Anyone who has seen our students in action during workshops knows that we are onto something. They are so inspired, so eager to learn, so intent on taking advantage of the knowledge imparted and the mentor guidance. It has been worth all of the hard work to organize these special events. And now, we look forward to the Summer Intensive. As student applications continue to pour in, we have the difficult task of choosing our inaugural class of 20 All Stars. Christina and I wish that we could provide program space for all applicants. We are the only program in existence for boys of color in the NYC area. But that time will come in subsequent years. For now, we are excited to be the link to success for those who attend the Summer Intensive.

Since joining All Star Code, I have worked with some amazing people, the true “All Stars” that are building an ecosystem of education and support for our students. Christina, Nicole, Michael, and David have all been committed, first-rate and fun to work with. The mentors from tech companies like Spotify, General Assembly, Tumblr, and AOL have been incredible allies as well.

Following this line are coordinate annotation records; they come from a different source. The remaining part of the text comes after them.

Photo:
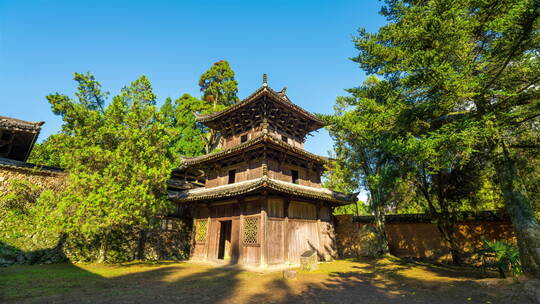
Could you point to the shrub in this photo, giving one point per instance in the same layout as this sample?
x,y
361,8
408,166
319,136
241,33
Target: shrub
x,y
503,256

So many others have demonstrated their commitment to serve as additional links in the chain of programmatic success that we are building for our kids. Whether you’ve helped us recruit outstanding talent, made a tax deductible donation to help support our programming, or shared a digital postcard of ours on social media, we thank you for being a part of our growing community.

As Managing Director, I have seen many of you supporting our work – whether through funding, partnerships, or mentoring. And I can say that what we’ve accomplished together has been nothing short of amazing, inspiring, and heartening. I cannot wait to see what the future holds for our organization, and more importantly, for our All Stars.